The latest Central Bank monthly credit statistics indicate that personal borrowing is growing at 28 per cent and the Financial Stability Report has predicted that personal debt will reach 150 per cent of personal disposable income over the next two years.
Hurley said there were good reasons for increasing debt levels. "Among these would be high employment levels, increased disposable income, falling inflation and low interest rates," he said.
"While these are expected to continue to be favourable, there is a risk that some of them will disimprove. Given that we're an open economy trading in an open marketplace, our vulnerability is increased. In that situation, debt has to be repaid."
The Central Bank would be concerned, said Hurley, if the expected future decline in housing demand did not result in slower borrowing. "Until such time as volumes start to reduce, the overall level of indebtedness will be stubbornly high. I think, as volumes start to fall from the 77,000 units being built presently, then with a lag you should start to see indebtedness reducing. Until we see that happening, we will remain concerned."
In the meantime, he said the Central Bank was actively engaged with commercial banks to monitor the sustainability of their lending. "There are roundtable meetings with credit institutions discussing the issues and trying to increase awareness.
"The stress-testing exercise is planned to commence shortly, in the spring of 2006, and this is a very important instrument for supporting financial stability.
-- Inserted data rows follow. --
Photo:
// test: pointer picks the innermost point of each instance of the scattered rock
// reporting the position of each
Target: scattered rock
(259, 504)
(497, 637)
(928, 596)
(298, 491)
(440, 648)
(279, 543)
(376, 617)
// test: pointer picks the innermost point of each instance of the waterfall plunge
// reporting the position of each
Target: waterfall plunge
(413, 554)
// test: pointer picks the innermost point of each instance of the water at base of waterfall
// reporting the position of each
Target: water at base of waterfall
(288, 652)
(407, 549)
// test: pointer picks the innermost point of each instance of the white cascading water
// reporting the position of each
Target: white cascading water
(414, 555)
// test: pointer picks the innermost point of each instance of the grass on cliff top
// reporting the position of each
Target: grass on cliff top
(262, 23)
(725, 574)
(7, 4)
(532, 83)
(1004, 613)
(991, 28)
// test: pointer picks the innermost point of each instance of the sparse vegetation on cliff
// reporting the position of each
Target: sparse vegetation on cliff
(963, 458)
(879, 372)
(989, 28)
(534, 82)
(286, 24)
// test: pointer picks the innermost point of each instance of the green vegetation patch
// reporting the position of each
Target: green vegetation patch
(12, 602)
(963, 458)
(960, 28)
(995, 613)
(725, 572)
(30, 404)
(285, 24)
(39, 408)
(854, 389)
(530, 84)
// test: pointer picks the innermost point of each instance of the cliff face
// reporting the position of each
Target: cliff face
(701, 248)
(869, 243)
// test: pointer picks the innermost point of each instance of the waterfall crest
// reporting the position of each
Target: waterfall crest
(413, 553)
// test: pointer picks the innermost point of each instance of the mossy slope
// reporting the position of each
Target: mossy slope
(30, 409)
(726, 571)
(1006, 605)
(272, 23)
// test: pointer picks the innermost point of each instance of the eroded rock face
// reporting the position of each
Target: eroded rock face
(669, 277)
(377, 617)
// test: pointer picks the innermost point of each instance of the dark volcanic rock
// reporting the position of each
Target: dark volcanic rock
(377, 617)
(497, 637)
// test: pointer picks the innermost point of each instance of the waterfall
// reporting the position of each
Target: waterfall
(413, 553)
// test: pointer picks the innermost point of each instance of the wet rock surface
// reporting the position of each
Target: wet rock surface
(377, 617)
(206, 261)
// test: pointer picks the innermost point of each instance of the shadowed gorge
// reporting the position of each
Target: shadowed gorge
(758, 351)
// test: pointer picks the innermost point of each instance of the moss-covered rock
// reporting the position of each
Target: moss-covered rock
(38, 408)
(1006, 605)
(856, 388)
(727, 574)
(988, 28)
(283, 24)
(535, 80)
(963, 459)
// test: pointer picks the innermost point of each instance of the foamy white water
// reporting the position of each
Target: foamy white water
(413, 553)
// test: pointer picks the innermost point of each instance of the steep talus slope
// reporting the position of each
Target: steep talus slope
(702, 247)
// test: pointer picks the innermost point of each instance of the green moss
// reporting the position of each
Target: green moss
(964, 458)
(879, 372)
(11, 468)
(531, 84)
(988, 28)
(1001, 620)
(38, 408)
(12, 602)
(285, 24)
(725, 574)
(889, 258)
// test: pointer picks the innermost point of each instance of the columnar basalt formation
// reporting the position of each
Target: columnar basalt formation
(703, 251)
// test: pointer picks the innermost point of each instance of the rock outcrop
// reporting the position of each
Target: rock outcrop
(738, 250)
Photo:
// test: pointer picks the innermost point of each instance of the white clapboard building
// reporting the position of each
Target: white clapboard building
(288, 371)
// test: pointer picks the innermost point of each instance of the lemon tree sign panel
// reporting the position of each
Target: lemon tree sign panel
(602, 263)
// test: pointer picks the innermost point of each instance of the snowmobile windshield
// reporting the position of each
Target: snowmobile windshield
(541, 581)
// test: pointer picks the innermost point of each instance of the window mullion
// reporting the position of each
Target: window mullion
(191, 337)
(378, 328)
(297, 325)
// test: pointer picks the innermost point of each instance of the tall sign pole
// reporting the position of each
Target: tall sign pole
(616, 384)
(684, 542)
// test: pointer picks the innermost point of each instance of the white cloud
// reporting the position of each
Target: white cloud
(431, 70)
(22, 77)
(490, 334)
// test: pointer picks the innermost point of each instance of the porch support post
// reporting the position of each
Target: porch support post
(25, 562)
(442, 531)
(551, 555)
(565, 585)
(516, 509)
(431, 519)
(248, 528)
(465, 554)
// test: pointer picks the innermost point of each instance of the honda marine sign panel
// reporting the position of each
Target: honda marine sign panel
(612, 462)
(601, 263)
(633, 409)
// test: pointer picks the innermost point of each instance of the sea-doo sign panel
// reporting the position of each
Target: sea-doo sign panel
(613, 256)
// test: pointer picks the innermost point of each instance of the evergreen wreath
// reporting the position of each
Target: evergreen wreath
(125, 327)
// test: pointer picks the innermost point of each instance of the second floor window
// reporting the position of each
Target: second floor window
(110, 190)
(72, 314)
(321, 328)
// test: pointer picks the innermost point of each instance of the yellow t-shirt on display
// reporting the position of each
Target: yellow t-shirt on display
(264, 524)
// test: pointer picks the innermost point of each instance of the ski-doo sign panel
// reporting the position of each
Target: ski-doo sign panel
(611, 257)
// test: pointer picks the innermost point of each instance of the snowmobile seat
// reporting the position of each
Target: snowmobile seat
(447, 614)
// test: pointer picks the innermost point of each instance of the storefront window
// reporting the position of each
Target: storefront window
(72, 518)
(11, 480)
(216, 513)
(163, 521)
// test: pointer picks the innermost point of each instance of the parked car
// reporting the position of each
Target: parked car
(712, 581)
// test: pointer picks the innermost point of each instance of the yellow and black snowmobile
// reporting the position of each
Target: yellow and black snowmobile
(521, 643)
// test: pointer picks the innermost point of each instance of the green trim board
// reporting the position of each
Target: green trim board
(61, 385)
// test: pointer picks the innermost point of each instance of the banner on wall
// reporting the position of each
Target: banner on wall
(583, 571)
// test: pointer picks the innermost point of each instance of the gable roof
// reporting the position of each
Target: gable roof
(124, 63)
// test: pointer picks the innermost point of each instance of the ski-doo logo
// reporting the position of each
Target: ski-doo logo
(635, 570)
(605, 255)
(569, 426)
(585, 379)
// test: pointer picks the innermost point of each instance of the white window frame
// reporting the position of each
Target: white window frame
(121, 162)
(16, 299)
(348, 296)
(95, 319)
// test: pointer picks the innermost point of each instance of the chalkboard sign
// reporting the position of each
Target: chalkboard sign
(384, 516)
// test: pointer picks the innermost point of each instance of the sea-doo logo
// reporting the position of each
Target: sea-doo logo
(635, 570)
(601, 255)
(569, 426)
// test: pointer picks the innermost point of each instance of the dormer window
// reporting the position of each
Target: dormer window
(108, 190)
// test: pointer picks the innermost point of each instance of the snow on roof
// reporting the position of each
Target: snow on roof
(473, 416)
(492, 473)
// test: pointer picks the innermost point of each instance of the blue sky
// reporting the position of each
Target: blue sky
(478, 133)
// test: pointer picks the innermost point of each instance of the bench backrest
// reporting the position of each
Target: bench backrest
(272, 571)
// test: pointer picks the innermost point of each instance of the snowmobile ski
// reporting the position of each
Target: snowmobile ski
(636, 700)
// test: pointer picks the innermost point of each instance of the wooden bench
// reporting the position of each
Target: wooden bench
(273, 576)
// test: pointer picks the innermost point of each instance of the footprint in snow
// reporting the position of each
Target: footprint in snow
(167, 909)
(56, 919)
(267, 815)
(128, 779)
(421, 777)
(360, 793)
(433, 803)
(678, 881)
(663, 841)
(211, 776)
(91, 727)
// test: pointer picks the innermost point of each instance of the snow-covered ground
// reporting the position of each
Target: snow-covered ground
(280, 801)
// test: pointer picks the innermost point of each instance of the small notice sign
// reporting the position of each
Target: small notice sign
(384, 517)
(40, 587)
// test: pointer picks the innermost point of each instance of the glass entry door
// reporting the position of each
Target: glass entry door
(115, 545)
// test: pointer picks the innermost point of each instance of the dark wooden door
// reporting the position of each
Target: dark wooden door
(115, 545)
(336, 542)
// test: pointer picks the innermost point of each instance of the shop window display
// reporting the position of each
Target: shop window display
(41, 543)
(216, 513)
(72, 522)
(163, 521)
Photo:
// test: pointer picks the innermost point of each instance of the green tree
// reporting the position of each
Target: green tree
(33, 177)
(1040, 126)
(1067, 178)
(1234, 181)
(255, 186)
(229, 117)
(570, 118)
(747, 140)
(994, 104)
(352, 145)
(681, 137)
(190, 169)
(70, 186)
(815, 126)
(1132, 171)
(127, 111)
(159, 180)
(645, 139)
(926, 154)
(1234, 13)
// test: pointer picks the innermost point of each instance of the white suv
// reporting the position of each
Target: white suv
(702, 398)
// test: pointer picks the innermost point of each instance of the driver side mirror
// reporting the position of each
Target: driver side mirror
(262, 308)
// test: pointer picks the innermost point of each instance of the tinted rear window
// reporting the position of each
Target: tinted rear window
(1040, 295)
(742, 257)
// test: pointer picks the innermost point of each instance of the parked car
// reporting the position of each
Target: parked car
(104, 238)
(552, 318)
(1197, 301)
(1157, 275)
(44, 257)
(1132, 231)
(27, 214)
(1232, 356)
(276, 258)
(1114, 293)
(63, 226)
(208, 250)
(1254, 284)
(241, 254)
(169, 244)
There are also significant consumer awareness campaigns, informing them about the risks of getting into debt.
"Apart from that, you have on-site and off-site monitoring of banks involved in mortgage lending."
The governor said the level of equity withdrawal - the conversion of housing equity into cash - was likely to be small in Ireland, but said that information on this needed improvement.
"We don't have a great deal of data on equity withdrawal. From the information we have, we don't think that equity withdrawal is a significant part of this issue.
"If it were to happen, it would be an issue and would exacerbate the situation, but we haven't seen significant developments in that area.
"But the information base for this is not good, we're trying to improve it continuously. I think it is desirable to improve the quality of all aspects of the data in this regard. This is being discussed with the banks."
The economy's stability was not unduly threatened by SSIAs, according to the governor. But he said that closer monitoring of consumer behaviour would be required in this regard as the maturity of SSIAs approached.
"On the basis of survey evidence, it is our view that a good part of the SSIAs will continue to be saved or will pay down debt. There will be some increase in consumption, but our assessment is that this should not be significant.
"Clearly, this is an area that needs to be continually assessed, particularly as you get closer to the event, because intentions might change."